The governors do not need to wait until the West also becomes a sea of IDP camps before taking appropriate measures to defend the life and property of the people they have been elected to serve. In fact, their slow response in establishing ‘Amotekun’ was beginning to seem like an act of unresponsiveness to the yearnings and needs of the people in that part of the country. In any case, what is the worth of  the chief security officer of  a state that cannot  raise a finger to defend the lives of the people in the state? The most fundamental right is the right to life, and if that is threatened, every human being has a duty to self-defence.
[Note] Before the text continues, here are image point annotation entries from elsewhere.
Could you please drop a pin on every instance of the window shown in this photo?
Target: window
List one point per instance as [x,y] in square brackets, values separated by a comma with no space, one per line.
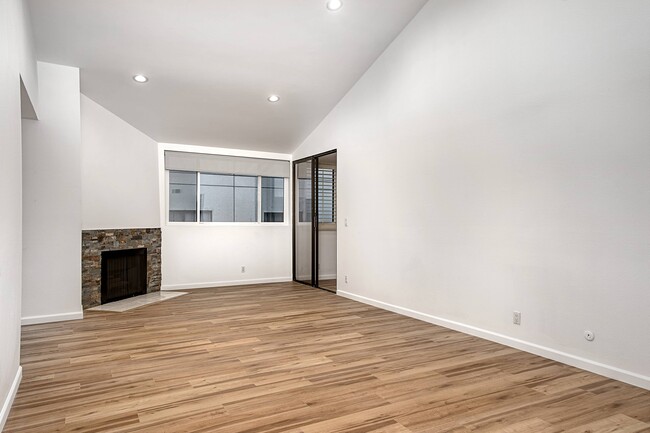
[228,198]
[272,199]
[225,197]
[182,196]
[326,195]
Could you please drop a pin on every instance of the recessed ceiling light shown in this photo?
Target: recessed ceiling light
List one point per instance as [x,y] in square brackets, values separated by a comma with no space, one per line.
[334,5]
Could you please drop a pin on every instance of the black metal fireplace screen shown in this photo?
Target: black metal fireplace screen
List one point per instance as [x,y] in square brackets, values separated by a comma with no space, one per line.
[124,274]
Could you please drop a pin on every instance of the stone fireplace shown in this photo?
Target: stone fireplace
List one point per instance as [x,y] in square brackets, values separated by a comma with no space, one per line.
[95,242]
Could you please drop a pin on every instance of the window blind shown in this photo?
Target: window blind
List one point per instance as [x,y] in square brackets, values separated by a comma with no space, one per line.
[326,195]
[222,164]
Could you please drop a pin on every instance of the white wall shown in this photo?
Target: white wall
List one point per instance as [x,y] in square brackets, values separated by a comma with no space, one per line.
[496,158]
[52,200]
[16,60]
[210,255]
[119,167]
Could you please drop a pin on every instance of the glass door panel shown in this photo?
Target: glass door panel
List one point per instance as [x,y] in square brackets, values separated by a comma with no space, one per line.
[326,222]
[303,207]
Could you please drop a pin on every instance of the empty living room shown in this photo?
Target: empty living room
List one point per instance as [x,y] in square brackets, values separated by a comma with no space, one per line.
[325,216]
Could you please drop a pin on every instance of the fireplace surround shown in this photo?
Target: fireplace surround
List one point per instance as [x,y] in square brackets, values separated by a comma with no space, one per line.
[95,242]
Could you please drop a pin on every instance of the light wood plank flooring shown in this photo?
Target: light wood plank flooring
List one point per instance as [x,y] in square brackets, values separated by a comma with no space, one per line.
[289,358]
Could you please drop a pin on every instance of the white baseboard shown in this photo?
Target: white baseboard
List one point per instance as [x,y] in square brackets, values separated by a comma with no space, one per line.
[547,352]
[6,405]
[35,320]
[225,283]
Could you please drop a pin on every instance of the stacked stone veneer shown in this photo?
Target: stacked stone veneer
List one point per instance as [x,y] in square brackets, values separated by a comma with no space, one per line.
[93,242]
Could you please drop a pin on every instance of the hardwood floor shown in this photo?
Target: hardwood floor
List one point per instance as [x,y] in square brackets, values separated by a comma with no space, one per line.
[288,358]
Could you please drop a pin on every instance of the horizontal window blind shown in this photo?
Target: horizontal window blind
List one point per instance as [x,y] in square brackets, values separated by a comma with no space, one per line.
[326,195]
[222,164]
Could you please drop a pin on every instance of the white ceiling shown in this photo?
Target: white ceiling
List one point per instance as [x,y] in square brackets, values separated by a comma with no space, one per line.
[213,63]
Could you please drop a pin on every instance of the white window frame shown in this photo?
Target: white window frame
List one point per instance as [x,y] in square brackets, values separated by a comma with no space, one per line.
[228,224]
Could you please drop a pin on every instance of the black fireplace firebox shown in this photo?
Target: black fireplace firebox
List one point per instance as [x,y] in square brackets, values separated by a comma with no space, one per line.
[124,274]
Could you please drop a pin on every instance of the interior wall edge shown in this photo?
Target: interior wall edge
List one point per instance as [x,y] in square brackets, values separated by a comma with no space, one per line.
[6,406]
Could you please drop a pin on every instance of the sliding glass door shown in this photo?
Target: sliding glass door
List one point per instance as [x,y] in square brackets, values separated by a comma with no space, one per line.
[303,209]
[315,221]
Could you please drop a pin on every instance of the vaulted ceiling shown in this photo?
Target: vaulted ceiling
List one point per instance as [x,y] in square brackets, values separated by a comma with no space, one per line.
[212,64]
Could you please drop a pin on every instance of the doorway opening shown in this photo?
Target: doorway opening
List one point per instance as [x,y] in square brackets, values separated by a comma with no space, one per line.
[315,221]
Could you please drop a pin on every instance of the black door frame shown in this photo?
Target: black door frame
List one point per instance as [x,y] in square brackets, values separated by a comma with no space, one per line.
[314,217]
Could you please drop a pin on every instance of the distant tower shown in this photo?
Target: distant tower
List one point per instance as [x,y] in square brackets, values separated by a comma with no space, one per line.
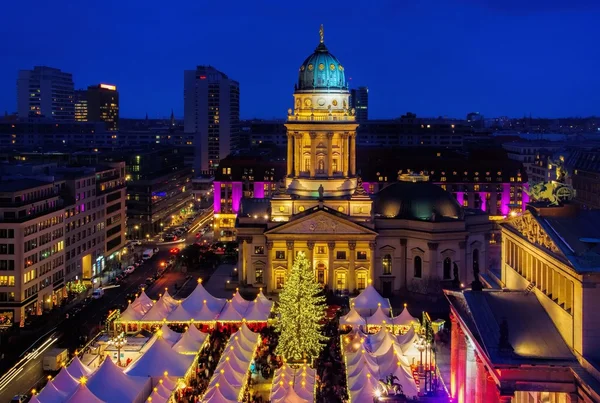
[211,114]
[359,99]
[321,130]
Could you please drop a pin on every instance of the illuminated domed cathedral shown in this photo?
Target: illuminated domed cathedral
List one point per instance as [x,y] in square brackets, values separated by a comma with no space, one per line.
[408,236]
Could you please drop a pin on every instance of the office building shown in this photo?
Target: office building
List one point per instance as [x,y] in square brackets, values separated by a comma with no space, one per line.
[45,92]
[211,114]
[99,103]
[359,100]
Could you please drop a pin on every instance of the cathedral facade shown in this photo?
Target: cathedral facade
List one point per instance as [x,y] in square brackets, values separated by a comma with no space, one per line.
[408,236]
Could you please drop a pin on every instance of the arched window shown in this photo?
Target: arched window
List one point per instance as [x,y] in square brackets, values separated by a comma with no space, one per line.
[418,266]
[475,260]
[447,268]
[387,264]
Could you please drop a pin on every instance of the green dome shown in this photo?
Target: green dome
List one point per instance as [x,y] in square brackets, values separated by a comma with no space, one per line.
[321,71]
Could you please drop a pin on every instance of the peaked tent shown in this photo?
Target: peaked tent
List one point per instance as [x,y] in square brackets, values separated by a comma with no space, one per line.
[65,382]
[84,395]
[50,394]
[404,319]
[352,318]
[160,358]
[123,388]
[368,301]
[77,369]
[191,342]
[161,309]
[137,309]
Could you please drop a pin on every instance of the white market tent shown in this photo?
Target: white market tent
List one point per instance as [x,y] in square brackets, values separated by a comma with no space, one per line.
[160,357]
[405,318]
[137,309]
[352,318]
[161,309]
[51,394]
[230,375]
[123,388]
[84,395]
[191,342]
[367,302]
[77,369]
[379,318]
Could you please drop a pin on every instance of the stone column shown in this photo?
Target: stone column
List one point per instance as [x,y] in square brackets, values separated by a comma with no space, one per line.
[290,156]
[454,335]
[271,277]
[330,279]
[372,246]
[311,248]
[471,372]
[290,254]
[433,258]
[352,155]
[313,154]
[351,271]
[344,159]
[330,154]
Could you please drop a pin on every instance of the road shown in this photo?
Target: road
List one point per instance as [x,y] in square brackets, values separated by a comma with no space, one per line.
[70,332]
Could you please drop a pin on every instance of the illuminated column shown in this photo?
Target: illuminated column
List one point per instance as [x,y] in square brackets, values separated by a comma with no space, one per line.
[311,249]
[330,154]
[271,277]
[432,258]
[352,139]
[471,372]
[290,157]
[344,154]
[290,252]
[351,272]
[454,355]
[330,249]
[313,154]
[372,245]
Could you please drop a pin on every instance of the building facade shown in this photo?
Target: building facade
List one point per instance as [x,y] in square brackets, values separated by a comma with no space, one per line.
[45,92]
[410,235]
[212,114]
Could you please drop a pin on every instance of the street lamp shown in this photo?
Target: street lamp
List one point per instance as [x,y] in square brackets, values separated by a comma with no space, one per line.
[119,342]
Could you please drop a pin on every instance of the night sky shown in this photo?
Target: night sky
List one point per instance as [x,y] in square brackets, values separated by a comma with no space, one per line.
[434,58]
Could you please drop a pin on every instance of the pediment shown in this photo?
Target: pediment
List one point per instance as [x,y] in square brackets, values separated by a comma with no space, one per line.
[321,222]
[528,226]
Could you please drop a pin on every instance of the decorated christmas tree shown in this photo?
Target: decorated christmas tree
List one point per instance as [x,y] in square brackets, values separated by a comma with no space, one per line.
[301,309]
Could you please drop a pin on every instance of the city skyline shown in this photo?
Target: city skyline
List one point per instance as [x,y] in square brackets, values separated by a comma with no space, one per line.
[508,60]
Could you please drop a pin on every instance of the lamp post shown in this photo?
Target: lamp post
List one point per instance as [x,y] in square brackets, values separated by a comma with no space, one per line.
[119,342]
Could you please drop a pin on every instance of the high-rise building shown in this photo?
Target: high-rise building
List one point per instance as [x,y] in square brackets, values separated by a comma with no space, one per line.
[212,114]
[45,92]
[99,103]
[359,100]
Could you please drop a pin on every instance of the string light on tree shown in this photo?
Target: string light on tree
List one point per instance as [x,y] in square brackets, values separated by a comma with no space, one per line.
[300,311]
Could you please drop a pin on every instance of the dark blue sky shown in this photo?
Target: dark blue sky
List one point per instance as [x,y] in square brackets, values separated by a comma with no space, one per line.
[431,57]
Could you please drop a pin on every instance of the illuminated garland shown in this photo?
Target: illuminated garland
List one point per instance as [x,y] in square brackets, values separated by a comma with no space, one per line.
[300,312]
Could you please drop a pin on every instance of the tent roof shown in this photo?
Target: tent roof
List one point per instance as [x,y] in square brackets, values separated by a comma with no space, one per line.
[65,382]
[379,318]
[161,309]
[160,358]
[84,395]
[405,318]
[122,387]
[352,318]
[368,301]
[191,341]
[138,308]
[77,369]
[229,314]
[51,394]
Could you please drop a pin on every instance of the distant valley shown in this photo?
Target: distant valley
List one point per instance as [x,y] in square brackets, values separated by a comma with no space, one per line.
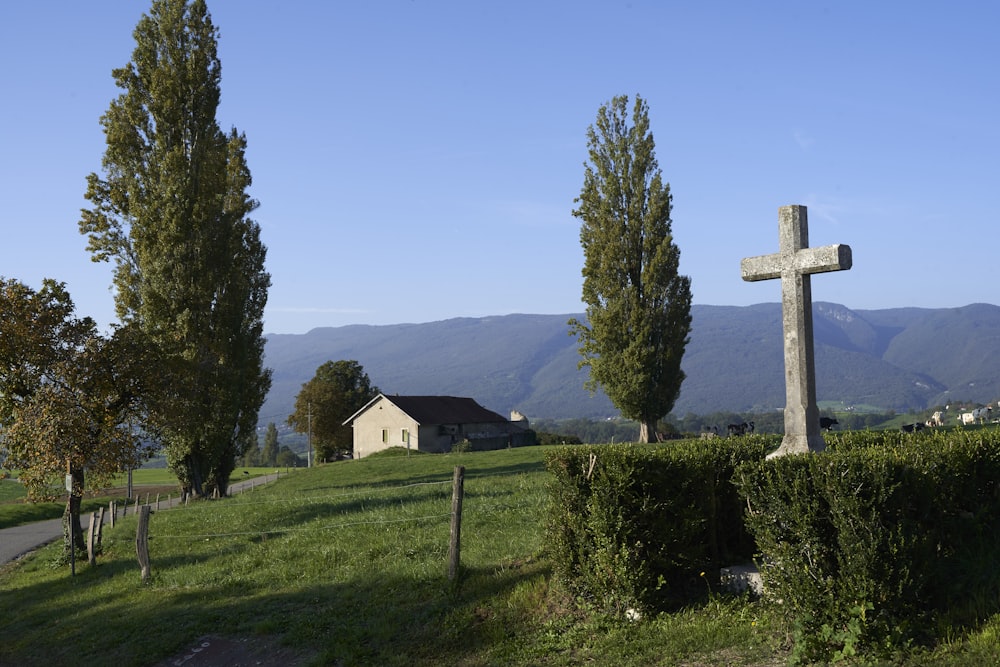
[901,359]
Anybody that has a contrary opinion is a wolf in sheep clothing.
While the police and other security agencies have a duty to ensure the security of the land, it is the people who know their homes that are in the best position to provide intelligence and complement the efforts of the security services.

I have read the rather arrogant opinion of the Attorney General of the Federation and Minister of Justice, Abubakar Malami declaring in a   magisterial manner that ‘Amotekun’ is illegal. People like him suffer from multiple diseases including arrogance, appropriating the powers of the judiciary, sense of proprietorial ownership of the country and a generally poor understanding of policing.

Malami is like people who see football as a kick-and-follow game rather than an art that requires the skills of a Gordon Banks in goal, a Paolo Maldini in defence, a mesmerizing Jay Jay Okocha in the midfield and the goal scoring prowess of a Pele, Lionel Messi or Cristiano Ronaldo; he sees policing as a baton and gun matter.

Whereas policing is more of prevention, intelligence gathering, use of the intellect and incorporation of the citizenry in achieving the desired results of protecting lives and property. He also seems incapable of understanding that he is the Attorney General of a federation and not  of a conquering unitary system where all power must flow from a central command.

In many countries, a scheme like the National Youth Service Corps, NYSC, would be a paramilitary outfit with the twin duties of serving the communities and protecting them against criminals.  But Nigerian elites think they must control all citizens, in this, they will fail.

Reading Malami’s body language, the plan is to humiliate the Western governors and claim a sense of superiority over them as if there are first class and second class citizens in the country. The governors of the West have a choice either to capitulate to threats and intimidation, and lose face, or continue with their noble steps of protecting the populace over whom they govern. I support ‘Amotekun’ I am an Amotekun.